Background: Three-level data structures arising from repeated measures on individuals who are clustered within larger units are common in health research studies. Missing data are prominent in such studies and are often handled via multiple imputation (MI).In analyses with interactions or non-linear terms, it has been shown that conventional MI approaches can produce biased parameter estimates. Substantive-model-compatible (SMC) MI has shown great promise for tackling these issues in the context of single-level data. While there have been SMC extensions of MI in the context of multilevel data, to date only one approach that explicitly handles incomplete three-level data is available. Therefore, imputation of incomplete three-level data structures compatibly with complex analysis models can be a challenge in applications and it is unclear how these specialised routines compare to extensions of single and two-level imputation models.

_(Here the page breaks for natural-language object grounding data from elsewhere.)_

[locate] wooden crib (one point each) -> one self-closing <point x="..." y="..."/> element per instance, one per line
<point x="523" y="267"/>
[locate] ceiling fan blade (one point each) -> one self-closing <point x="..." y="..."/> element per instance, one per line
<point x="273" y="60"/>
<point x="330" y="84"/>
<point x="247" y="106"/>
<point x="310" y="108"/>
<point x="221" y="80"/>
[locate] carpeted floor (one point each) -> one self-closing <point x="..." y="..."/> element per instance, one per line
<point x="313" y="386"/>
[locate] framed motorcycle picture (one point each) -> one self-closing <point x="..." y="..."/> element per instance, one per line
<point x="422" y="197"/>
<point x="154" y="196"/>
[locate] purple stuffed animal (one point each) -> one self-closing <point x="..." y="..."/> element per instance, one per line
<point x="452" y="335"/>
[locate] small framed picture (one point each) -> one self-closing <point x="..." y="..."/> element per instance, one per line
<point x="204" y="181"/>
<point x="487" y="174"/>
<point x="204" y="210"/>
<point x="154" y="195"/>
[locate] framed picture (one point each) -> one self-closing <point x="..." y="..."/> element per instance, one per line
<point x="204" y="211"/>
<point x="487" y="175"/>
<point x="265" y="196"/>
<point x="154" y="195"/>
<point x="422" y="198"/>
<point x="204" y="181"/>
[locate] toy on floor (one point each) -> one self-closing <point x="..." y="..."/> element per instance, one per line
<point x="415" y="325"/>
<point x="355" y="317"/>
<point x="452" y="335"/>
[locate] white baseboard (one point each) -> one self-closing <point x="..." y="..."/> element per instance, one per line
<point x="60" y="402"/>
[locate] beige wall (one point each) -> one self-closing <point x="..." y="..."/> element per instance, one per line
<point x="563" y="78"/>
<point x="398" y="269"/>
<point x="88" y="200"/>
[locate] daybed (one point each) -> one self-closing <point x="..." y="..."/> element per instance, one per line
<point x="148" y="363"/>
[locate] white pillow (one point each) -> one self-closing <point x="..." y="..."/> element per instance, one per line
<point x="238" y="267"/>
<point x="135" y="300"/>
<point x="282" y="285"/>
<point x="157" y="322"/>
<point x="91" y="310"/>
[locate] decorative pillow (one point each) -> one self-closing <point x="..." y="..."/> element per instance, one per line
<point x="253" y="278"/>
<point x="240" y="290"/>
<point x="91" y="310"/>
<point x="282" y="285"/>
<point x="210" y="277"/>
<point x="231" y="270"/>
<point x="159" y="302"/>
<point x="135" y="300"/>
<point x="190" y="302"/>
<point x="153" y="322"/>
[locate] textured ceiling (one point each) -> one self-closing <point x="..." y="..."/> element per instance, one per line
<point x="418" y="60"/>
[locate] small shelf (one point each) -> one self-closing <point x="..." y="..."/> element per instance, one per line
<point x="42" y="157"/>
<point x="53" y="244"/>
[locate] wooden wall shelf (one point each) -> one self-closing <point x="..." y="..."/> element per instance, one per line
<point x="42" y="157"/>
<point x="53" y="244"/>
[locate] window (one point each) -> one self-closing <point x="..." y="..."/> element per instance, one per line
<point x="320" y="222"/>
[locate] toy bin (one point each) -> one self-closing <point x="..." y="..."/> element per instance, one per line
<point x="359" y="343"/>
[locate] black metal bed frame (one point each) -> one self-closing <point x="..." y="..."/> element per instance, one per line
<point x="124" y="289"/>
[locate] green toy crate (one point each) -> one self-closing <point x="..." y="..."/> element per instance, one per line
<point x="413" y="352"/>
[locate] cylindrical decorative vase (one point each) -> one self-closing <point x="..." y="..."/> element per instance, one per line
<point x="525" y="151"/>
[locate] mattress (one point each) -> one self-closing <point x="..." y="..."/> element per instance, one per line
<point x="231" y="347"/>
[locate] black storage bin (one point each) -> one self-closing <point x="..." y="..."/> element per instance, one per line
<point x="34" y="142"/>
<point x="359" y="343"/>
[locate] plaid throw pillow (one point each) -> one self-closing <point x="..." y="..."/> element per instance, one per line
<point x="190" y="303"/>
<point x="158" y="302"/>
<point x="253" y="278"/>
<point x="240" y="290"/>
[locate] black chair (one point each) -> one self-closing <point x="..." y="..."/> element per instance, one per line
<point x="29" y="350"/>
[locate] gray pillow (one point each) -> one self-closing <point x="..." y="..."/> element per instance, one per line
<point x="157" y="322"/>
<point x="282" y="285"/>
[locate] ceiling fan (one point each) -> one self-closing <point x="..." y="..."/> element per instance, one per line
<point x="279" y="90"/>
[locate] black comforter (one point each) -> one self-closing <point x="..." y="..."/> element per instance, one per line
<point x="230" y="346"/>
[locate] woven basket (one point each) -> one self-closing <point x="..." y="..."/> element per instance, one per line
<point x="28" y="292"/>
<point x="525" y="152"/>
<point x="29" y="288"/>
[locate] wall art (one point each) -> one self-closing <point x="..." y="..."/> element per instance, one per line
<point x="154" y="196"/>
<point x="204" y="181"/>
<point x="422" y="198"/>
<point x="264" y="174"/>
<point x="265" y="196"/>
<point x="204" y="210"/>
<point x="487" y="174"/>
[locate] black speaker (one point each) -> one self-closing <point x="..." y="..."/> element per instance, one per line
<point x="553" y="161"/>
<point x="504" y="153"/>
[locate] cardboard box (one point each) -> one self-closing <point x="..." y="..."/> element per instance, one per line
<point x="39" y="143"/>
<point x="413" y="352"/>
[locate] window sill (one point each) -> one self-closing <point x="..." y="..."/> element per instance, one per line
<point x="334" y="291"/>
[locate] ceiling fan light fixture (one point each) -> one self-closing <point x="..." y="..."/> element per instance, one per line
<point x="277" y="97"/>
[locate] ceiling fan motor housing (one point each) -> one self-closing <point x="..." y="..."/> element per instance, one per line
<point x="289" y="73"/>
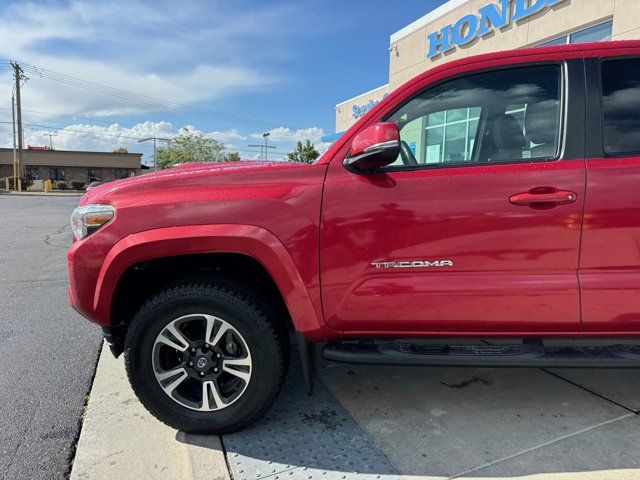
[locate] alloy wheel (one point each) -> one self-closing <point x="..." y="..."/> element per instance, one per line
<point x="201" y="362"/>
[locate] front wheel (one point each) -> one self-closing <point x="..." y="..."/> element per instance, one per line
<point x="206" y="356"/>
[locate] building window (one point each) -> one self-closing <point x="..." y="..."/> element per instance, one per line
<point x="122" y="173"/>
<point x="32" y="172"/>
<point x="620" y="106"/>
<point x="597" y="33"/>
<point x="95" y="175"/>
<point x="56" y="174"/>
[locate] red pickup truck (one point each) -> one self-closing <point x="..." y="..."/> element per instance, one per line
<point x="492" y="197"/>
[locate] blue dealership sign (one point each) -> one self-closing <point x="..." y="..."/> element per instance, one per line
<point x="485" y="21"/>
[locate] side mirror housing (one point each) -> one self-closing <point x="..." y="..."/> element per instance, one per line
<point x="374" y="147"/>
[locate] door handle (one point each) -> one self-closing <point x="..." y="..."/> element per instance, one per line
<point x="543" y="198"/>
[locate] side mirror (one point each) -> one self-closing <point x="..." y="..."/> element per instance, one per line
<point x="374" y="147"/>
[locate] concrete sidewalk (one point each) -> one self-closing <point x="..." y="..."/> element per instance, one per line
<point x="367" y="423"/>
<point x="121" y="440"/>
<point x="442" y="423"/>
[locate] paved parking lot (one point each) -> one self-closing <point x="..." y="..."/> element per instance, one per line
<point x="47" y="352"/>
<point x="362" y="422"/>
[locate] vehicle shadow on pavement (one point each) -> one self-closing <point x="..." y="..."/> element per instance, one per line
<point x="306" y="437"/>
<point x="369" y="422"/>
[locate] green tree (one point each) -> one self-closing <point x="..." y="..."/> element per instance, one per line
<point x="192" y="147"/>
<point x="231" y="157"/>
<point x="303" y="153"/>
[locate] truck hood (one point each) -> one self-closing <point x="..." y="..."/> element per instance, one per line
<point x="187" y="175"/>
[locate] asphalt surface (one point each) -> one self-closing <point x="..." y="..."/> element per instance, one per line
<point x="48" y="353"/>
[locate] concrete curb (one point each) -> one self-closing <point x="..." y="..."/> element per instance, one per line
<point x="43" y="194"/>
<point x="121" y="440"/>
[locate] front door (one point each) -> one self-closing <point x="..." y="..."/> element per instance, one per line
<point x="476" y="227"/>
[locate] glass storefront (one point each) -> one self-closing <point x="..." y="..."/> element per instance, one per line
<point x="597" y="33"/>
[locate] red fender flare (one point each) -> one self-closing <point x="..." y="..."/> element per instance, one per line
<point x="250" y="240"/>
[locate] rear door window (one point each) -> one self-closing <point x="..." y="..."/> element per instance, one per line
<point x="621" y="106"/>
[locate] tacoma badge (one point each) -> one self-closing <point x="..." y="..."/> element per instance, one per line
<point x="414" y="264"/>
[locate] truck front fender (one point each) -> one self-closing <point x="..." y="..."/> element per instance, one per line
<point x="250" y="240"/>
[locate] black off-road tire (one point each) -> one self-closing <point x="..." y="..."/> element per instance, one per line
<point x="266" y="338"/>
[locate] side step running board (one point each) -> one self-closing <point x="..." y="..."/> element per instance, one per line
<point x="407" y="353"/>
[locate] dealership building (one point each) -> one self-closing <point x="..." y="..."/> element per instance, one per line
<point x="64" y="166"/>
<point x="460" y="28"/>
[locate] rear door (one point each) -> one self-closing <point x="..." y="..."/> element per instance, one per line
<point x="610" y="259"/>
<point x="479" y="231"/>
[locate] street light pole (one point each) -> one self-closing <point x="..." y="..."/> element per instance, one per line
<point x="15" y="159"/>
<point x="264" y="147"/>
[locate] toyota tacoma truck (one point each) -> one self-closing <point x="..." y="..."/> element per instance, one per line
<point x="494" y="197"/>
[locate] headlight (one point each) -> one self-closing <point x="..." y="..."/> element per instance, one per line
<point x="88" y="218"/>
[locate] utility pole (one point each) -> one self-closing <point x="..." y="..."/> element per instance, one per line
<point x="51" y="140"/>
<point x="264" y="148"/>
<point x="155" y="139"/>
<point x="15" y="159"/>
<point x="18" y="75"/>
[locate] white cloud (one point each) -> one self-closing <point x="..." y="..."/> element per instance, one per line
<point x="82" y="136"/>
<point x="284" y="134"/>
<point x="183" y="53"/>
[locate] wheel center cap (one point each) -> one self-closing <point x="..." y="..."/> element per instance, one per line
<point x="201" y="363"/>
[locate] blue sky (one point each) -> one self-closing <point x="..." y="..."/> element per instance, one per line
<point x="284" y="63"/>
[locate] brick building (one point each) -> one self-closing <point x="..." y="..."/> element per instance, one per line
<point x="73" y="166"/>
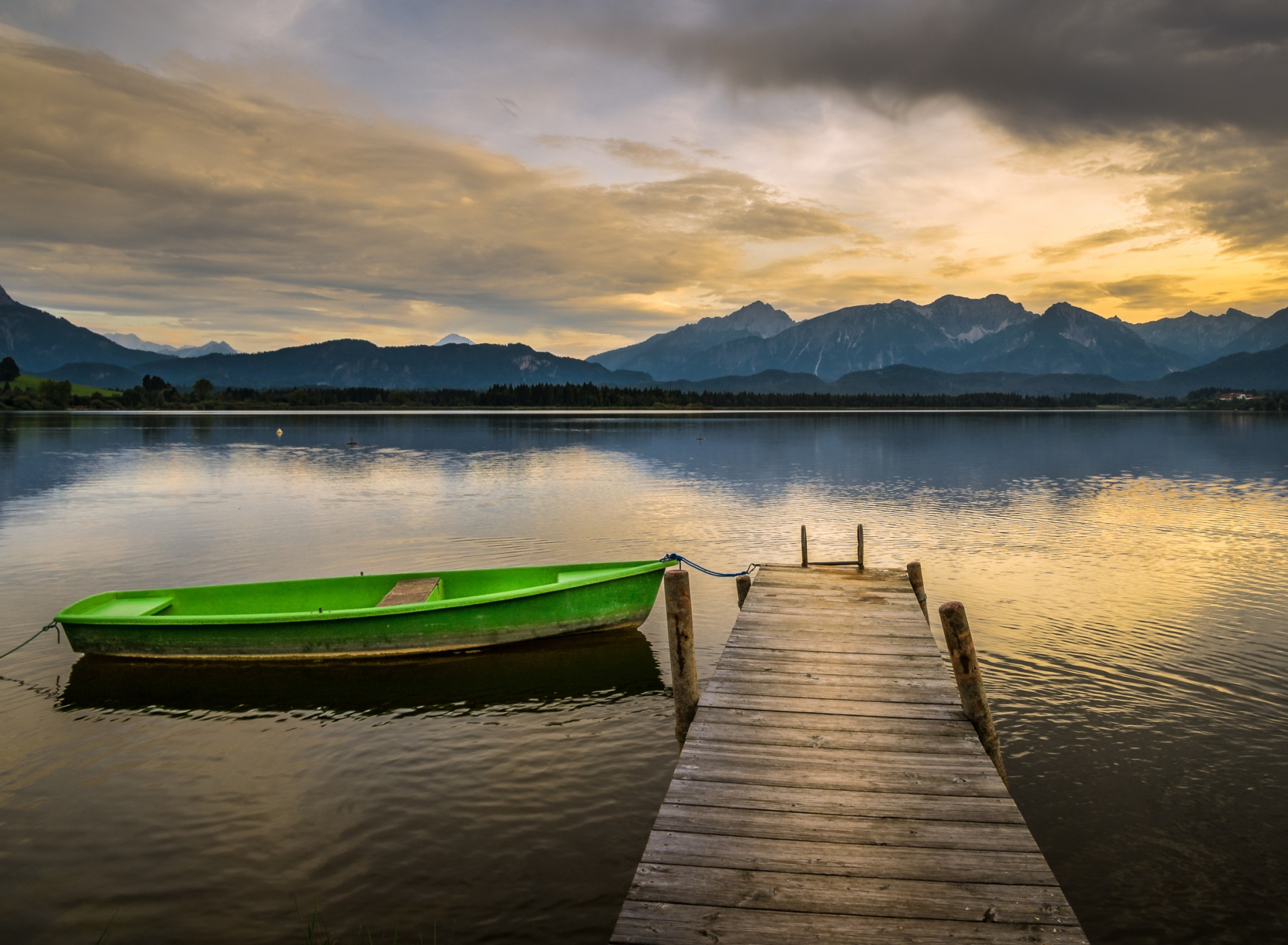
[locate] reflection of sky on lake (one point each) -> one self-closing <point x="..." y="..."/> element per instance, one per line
<point x="1121" y="571"/>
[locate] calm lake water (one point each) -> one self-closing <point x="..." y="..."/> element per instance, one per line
<point x="1124" y="574"/>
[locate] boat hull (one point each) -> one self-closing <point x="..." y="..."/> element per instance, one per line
<point x="614" y="597"/>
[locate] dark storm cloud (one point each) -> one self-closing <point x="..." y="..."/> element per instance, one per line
<point x="1032" y="65"/>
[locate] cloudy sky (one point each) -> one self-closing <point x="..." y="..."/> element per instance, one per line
<point x="579" y="176"/>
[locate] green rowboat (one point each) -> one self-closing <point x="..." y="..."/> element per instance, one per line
<point x="371" y="615"/>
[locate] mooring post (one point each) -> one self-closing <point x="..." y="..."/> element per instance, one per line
<point x="970" y="684"/>
<point x="679" y="632"/>
<point x="918" y="587"/>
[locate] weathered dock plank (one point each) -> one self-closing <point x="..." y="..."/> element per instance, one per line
<point x="831" y="789"/>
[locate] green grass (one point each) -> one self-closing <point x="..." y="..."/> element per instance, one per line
<point x="29" y="382"/>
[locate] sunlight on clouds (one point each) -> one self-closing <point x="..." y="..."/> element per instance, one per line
<point x="249" y="199"/>
<point x="187" y="201"/>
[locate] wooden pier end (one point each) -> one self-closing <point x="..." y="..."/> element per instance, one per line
<point x="970" y="681"/>
<point x="918" y="587"/>
<point x="831" y="789"/>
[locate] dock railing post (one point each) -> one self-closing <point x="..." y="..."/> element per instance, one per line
<point x="918" y="587"/>
<point x="970" y="684"/>
<point x="679" y="632"/>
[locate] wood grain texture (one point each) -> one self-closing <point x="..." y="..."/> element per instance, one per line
<point x="414" y="591"/>
<point x="833" y="791"/>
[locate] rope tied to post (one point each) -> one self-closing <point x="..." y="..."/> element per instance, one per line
<point x="696" y="566"/>
<point x="50" y="626"/>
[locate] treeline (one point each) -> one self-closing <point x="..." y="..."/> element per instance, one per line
<point x="155" y="393"/>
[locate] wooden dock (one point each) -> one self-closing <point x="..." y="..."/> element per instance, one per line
<point x="831" y="789"/>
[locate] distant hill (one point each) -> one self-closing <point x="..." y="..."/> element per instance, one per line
<point x="39" y="341"/>
<point x="666" y="355"/>
<point x="969" y="320"/>
<point x="951" y="334"/>
<point x="1261" y="370"/>
<point x="1265" y="336"/>
<point x="908" y="379"/>
<point x="1201" y="337"/>
<point x="136" y="343"/>
<point x="352" y="362"/>
<point x="1067" y="340"/>
<point x="831" y="344"/>
<point x="848" y="340"/>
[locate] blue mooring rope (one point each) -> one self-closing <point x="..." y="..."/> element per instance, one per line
<point x="50" y="626"/>
<point x="696" y="566"/>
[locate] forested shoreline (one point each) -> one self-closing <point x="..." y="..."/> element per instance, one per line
<point x="155" y="393"/>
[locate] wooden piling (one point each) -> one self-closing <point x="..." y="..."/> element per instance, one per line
<point x="831" y="791"/>
<point x="970" y="683"/>
<point x="679" y="632"/>
<point x="918" y="587"/>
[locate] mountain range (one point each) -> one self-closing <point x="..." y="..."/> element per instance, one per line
<point x="951" y="346"/>
<point x="136" y="343"/>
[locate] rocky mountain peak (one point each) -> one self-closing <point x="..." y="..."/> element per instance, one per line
<point x="759" y="319"/>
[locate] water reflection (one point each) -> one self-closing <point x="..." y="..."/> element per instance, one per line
<point x="526" y="677"/>
<point x="1122" y="574"/>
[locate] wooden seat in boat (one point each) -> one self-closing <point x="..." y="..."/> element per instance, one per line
<point x="415" y="591"/>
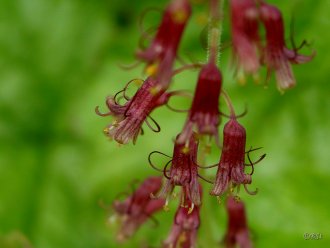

Aims : In this study we aimed to extend and evaluate pragmatic adaptations to the single-level and two-level MI methods using dummy indicators and/or a ‘just another variable’ approach and compare their performance to that from the only available implementation of three-level SMC MI.
Methods : We considered two analysis models that are of interest to many researchers in the longitudinal data setting - a multilevel model with an interaction between a time-varying exposure and time, and a multilevel model with a non-linear effect of the time-varying exposure. The various MI methods were evaluated via simulations and illustrated using empirical data based on a case study from a longitudinal cohort estimating the effect of depressive symptoms on the academic performance of students over time, clustered by school.
Results : Results showed that the three-level SMC MI approach and adaptations of single-and two-level SMC MI approaches performed well in terms of bias and precision when the target analysis involved an interaction with time, while the three-level SMC MI approach resulted in better performance in the presence of non-linear terms.
Conclusions : Researchers may use extensions to standard single- and two-level MI approaches to adequately handle incomplete interactions with time in three-level data, while for non-linear terms, MI approaches that explicitly model three-level variation may be more appropriate.